The recovery in New Orleans has gone about as well as the war in Iraq.

In mid-September 2005, with parts of the city still submerged and soldiers
from the 82nd Airborne Division on patrol, President Bush made a dramatic,
flood-lit appearance in historic Jackson Square. In a nationally televised
speech he promised not only to do all that he could to rebuild the Gulf
Coast, but also to confront the terrible problem of deep and persistent
poverty.

"That poverty," said the president, "has roots in a history of racial
discrimination, which cut off generations from the opportunity of America.
We have a duty to confront this poverty with bold action."

Now, more than a year later, the population of New Orleans is less than half
what it was before the storm. The federal government has allocated billions
for the city's recovery but much of that money has been wasted or remains
hopelessly tied up in the bureaucracy. Very little has gotten to the
neediest victims, the people who were poor to begin with and then lost their
homes and their livelihoods to the storm.

Many of the city's hospitals and schools remain closed. Some will never
reopen. There is very little public transportation. The politicians have
come up with a stunning array of post-Katrina initiatives, but one grandiose
recovery plan after another has faltered.

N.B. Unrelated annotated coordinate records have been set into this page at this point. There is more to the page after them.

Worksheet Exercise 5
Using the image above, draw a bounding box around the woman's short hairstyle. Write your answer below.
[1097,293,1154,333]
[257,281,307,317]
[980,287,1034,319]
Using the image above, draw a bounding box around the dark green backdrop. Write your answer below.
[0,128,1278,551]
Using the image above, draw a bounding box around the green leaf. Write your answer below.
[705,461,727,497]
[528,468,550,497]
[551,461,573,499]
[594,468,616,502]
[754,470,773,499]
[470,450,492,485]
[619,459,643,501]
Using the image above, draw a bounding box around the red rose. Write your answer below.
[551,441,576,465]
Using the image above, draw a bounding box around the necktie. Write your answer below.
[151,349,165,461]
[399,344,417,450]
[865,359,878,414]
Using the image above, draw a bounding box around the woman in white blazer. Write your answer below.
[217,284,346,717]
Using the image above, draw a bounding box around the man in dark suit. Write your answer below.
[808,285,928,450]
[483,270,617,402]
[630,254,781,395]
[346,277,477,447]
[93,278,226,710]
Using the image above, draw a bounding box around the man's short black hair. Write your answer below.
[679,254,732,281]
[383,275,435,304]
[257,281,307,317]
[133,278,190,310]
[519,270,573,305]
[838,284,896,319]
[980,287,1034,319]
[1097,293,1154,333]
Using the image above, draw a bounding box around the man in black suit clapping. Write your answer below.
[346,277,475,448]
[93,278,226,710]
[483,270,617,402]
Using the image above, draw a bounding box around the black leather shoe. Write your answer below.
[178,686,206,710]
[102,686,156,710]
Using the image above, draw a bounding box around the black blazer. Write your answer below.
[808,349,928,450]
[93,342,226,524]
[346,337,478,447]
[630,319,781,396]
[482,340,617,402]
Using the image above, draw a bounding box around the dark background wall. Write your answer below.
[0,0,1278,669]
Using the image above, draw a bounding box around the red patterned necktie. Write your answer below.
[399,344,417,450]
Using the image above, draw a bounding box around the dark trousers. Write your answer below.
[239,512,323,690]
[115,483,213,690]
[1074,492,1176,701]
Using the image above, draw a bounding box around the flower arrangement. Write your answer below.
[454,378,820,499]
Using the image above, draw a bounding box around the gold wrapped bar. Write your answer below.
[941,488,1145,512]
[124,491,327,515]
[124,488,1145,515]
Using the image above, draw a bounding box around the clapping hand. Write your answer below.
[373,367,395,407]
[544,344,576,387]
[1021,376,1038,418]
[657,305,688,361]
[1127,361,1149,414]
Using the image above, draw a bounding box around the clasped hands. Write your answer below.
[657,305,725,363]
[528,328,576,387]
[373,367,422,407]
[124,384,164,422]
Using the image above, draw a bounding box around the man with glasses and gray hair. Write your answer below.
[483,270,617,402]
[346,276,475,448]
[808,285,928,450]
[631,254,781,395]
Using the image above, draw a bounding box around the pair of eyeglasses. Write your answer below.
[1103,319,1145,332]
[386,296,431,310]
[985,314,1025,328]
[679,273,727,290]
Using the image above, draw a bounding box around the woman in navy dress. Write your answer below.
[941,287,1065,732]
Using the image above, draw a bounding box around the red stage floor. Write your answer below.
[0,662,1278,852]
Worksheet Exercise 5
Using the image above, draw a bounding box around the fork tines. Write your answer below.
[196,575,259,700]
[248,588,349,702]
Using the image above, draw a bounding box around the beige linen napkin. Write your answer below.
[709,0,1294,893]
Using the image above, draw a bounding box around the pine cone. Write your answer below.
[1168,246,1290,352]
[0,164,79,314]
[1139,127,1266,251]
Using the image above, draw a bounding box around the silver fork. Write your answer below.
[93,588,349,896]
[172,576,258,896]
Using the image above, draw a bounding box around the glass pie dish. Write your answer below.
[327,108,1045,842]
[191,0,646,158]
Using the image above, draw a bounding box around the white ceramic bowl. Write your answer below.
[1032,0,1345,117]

The terrible experience of the flood and its aftermath has left an imprint
on the minds of most residents that's as distinct as the water lines that
stain so many of the city's buildings. A cabdriver's voice faltered as he
told me about an obese woman who put pillows under her arms as the
floodwaters were rising. She thought the pillows would help her float.

"She drowned," the driver said.

Emotional and psychological problems are rampant, but there is a drastic
shortage of mental health professionals to treat them. People are suffering
from severe anxiety, depression, schizophrenia and other illnesses. Doctors
told me that large numbers of mentally ill individuals have gone more than a
year without taking their prescribed medication.

Many of the poor residents in the city feel that they've been abandoned by
the government and the rest of America, and that the president broke his
promise to help. "We're in terrible trouble down here," said a woman named
Delores Goode, who stood outside the Superdome asking passers-by if they
knew where she might find work as a baby sitter. "We were all over the
television last year. Now we're back to being nobody."